Al Jazeera English, Benjamin Wiacek

Saada, Yemen – People in this war-torn northern region of Yemen, bordering Saudi Arabia, felt hopeful at the start of the 2011 revolution, believing that change would bring life back to their forgotten governorate. After six years of wars that devastated the region amid quasi-indifference from the international community and a media blackout, Saada still bears the scars of conflict.
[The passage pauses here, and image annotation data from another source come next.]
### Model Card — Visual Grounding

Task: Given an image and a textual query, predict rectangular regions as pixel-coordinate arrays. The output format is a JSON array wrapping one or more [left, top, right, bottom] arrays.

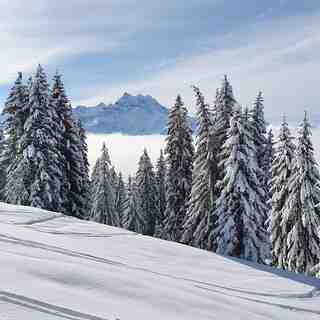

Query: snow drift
[[0, 204, 320, 320]]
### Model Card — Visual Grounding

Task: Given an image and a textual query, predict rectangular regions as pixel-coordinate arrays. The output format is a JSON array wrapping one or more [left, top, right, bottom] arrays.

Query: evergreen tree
[[122, 177, 144, 234], [261, 129, 274, 201], [213, 110, 269, 263], [282, 115, 320, 273], [161, 96, 194, 241], [115, 172, 128, 227], [211, 76, 237, 178], [110, 166, 119, 192], [0, 72, 29, 203], [156, 150, 167, 234], [90, 143, 119, 226], [250, 91, 268, 174], [0, 128, 7, 201], [77, 120, 90, 218], [269, 119, 295, 269], [51, 73, 89, 219], [5, 65, 61, 211], [136, 149, 159, 236], [181, 87, 213, 249]]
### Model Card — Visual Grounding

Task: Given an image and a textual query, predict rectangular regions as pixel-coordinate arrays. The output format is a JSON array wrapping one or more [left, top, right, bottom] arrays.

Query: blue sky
[[0, 0, 320, 121]]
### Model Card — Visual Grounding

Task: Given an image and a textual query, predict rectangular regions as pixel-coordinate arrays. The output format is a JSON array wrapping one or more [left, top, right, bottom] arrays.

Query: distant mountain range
[[73, 93, 195, 135]]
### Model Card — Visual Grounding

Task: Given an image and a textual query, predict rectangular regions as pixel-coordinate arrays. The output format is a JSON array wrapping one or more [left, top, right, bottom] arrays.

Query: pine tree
[[122, 177, 144, 234], [213, 110, 269, 263], [136, 149, 159, 236], [269, 119, 295, 269], [90, 143, 119, 226], [5, 65, 61, 211], [161, 96, 194, 241], [0, 72, 29, 203], [261, 129, 274, 201], [211, 76, 237, 175], [282, 115, 320, 273], [181, 87, 213, 249], [77, 120, 90, 219], [51, 73, 89, 219], [156, 150, 167, 234], [250, 91, 268, 174], [110, 166, 118, 192], [115, 172, 128, 227], [0, 128, 7, 201]]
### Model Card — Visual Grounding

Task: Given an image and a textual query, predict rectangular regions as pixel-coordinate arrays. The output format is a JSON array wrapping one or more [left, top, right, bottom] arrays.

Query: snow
[[0, 203, 320, 320]]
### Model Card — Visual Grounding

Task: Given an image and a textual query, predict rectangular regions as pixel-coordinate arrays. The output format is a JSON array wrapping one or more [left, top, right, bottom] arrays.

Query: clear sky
[[0, 0, 320, 121]]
In 2004, the region’s Zaydi revivalist movement – a Shia school of thought with theological similarities to Sunni Islam – whose members in this region are known both as Ansar Allah, or “Houthis”, after their first leader, Hussein Badr al-Din al-Houthi – denounced their marginalisation at the hands of then-president Ali Abdullah Saleh.

Government forces waged a war against the followers of their movement – the Masirah – accusing them of wanting to restore the rule of Islamic imams in Yemen, as had been the case under the Hashemite monarchy before the 1962 revolution. The Houthis’ spokesperson, however, outright rejected these claims on numerous occasions.

Six rounds of on and off fighting continued, with the involvement of Saudi Arabia in the last war of 2009. During the wars, tens of thousands were killed, including women and children, and more than 340,000 people were displaced, according to the UN and the Internal Displacement Monitoring Center (IDMC).

A ceasefire was finally reached in February 2010 and, to date, it has been more or less respected.

While the official war between the government forces and the movement has ended, the aftermath is still far from over, and renewed violence is always a very real potential. Drones continue to hover over Saada city, and children say their sound reminds them of the past fighting, where wounded civilians filled the cities and homes were destroyed.

While the government’s reconstruction fund has given some compensation to families, whose homes are most visible along this city’s main road, the majority who live inside the old city are still waiting, and have not yet received any funds to rebuild.

Many of the civilians injured also did not receive financial support, and most have to travel six hours to Sanaa for treatment, due to the lack of medical facilities and doctors in the region. Mines and explosive debris continue to wound civilians.

“There is no week that passes wihout hearing of a new wounded person injured,” explained Hamoud Ghabish, supervisor for the Physically Handicapped Society in Saada, who himself lost a leg in a mine explosion.